The 9th U.S. Circuit Court of Appeals held Monday that California’s six-year statute of limitations for claims against art galleries, museums or art dealers was not constitutionally preempted by federal law. But the panel also held that the long-running litigation over a work by Pissarro now held by the Theyssen-Bornemisza Collection Foundation in Spain and purchased it in the 1970s, could not be resolved by the panel.
The court sent the case back to the district judge in Los Angeles for further proceedings.

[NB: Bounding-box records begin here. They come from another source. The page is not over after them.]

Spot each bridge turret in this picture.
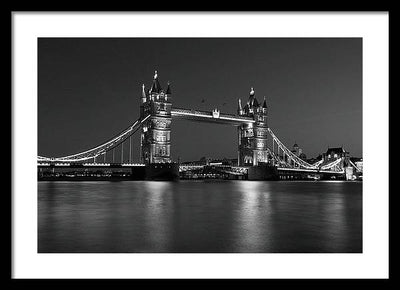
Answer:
[142,84,147,104]
[237,99,243,116]
[238,87,268,166]
[141,71,172,164]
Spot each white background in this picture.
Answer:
[12,12,388,278]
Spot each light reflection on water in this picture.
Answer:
[38,181,362,253]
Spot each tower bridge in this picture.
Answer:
[37,71,360,179]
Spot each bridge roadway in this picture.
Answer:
[38,162,344,175]
[171,108,255,126]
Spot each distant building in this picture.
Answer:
[350,157,363,172]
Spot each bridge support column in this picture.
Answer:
[140,71,178,180]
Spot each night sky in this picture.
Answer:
[38,38,362,161]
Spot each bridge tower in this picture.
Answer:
[238,88,268,166]
[140,71,172,164]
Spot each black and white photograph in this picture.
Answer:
[38,38,363,253]
[14,13,385,278]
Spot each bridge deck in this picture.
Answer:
[171,108,255,126]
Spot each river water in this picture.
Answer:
[38,180,362,253]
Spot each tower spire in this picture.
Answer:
[250,87,255,96]
[149,71,162,94]
[263,96,267,109]
[238,98,243,115]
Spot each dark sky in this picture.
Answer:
[38,38,362,161]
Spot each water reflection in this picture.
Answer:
[38,181,362,253]
[235,181,273,252]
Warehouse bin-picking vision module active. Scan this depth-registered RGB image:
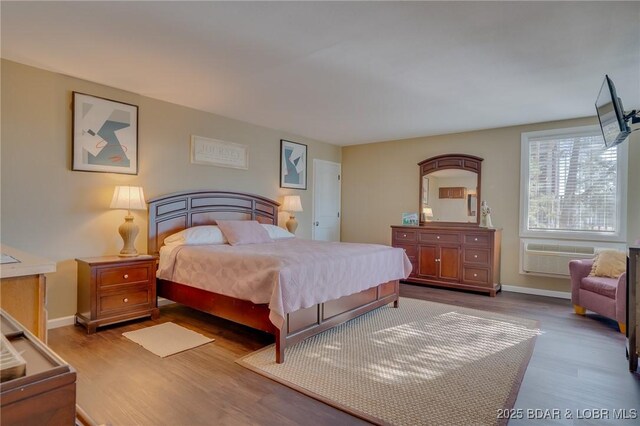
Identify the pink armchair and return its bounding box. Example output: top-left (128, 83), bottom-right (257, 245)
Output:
top-left (569, 259), bottom-right (627, 334)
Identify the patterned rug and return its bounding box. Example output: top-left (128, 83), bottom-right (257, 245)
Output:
top-left (237, 298), bottom-right (540, 426)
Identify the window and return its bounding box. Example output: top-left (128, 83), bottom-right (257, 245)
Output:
top-left (520, 127), bottom-right (627, 241)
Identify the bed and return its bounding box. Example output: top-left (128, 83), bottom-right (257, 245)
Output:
top-left (148, 191), bottom-right (410, 363)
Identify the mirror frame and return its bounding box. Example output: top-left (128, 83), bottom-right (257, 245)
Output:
top-left (418, 154), bottom-right (484, 226)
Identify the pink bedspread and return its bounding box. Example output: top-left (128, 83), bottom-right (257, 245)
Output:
top-left (157, 238), bottom-right (411, 327)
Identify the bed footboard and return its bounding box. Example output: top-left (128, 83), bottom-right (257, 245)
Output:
top-left (276, 280), bottom-right (400, 364)
top-left (157, 279), bottom-right (400, 364)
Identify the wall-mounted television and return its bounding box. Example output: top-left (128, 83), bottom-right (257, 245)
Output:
top-left (596, 75), bottom-right (631, 148)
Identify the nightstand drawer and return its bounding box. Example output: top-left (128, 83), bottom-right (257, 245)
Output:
top-left (98, 265), bottom-right (150, 287)
top-left (393, 229), bottom-right (416, 242)
top-left (99, 288), bottom-right (149, 314)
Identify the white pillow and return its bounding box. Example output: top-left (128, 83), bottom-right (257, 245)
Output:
top-left (262, 223), bottom-right (296, 240)
top-left (164, 225), bottom-right (227, 245)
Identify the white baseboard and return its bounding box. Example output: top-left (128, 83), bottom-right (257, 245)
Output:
top-left (47, 315), bottom-right (75, 330)
top-left (47, 297), bottom-right (175, 330)
top-left (502, 285), bottom-right (571, 300)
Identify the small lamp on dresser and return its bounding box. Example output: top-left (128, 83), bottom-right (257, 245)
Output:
top-left (422, 207), bottom-right (433, 222)
top-left (282, 195), bottom-right (302, 234)
top-left (111, 186), bottom-right (147, 257)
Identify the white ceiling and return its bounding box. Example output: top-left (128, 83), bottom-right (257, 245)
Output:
top-left (0, 1), bottom-right (640, 145)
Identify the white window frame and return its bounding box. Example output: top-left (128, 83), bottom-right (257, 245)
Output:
top-left (520, 126), bottom-right (629, 242)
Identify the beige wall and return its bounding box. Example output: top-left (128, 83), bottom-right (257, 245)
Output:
top-left (342, 118), bottom-right (640, 291)
top-left (0, 60), bottom-right (341, 318)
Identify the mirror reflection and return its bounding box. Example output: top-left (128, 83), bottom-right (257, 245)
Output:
top-left (420, 169), bottom-right (478, 223)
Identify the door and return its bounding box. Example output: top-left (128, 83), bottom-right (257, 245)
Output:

The Theyssen-Bornemisza Foundation sought to have the complaint by the heirs of Julius Cassirer dismissed, arguing California’s statute allowing the claims up to six years for recovery of fine art after the museum, auctioneer or gallery has actual knowledge of a claim against allegedly stolen art. (California had previously allowed claimants of Holocaust-era art to make claims so long as they were filed by 2010. That law was struck down as unconstitutional.)
Cassirers purchased the Pissarro painting, “Rue Saint-Honore, après-midi, effet de pluie,” in 1898. After his death, his daughter Lilly and her husband inherited the painting and in 1939 she decided to flee Germany because of the Nuremberg laws stripping Jews of civil rights and citizenship.
She and her husband Fritz Neubauer obtained permission to leave but any art had to be appraised before they could take it with them. They were forbidden to take the Pissarro and paid $360 for it. In 1943 it was sold to an anonymous buyer. Lilly’s attempts to locate it after the war were unsuccessful and she was compensated by the German government in 1958, but did not divest her or her heirs of title, according to the panel.
She died in 1962 and her grandson Claude Cassirer continued his search for the painting.
In 1976, Baron Hans-Heinrich Thyssen-Bornemisza, a prolific art collector, purchased the painting. In 1993, the Foundation, an agency of Spain, purchased it and placed it with other Foundation works in the Thyssen-BornemiszaMuseum.
Claude Cassirer discovered it in 2000 and filed suit against the foundation and Spain in 2005.
The Foundation has lost a prior request to dismiss, including a 9th Circuit appeal and 11-judge en banc ruling in 2010, then Casirers died and his children took his place in the fight.
Again the Foundation sought to dismiss the lawsuit based on new grounds. Again, the 9th Circuit has refused and sent the case back for consideration of the claims.
While the suit survives, the appeals panel said it could not decide the merits of the family claim and sent the case back for review.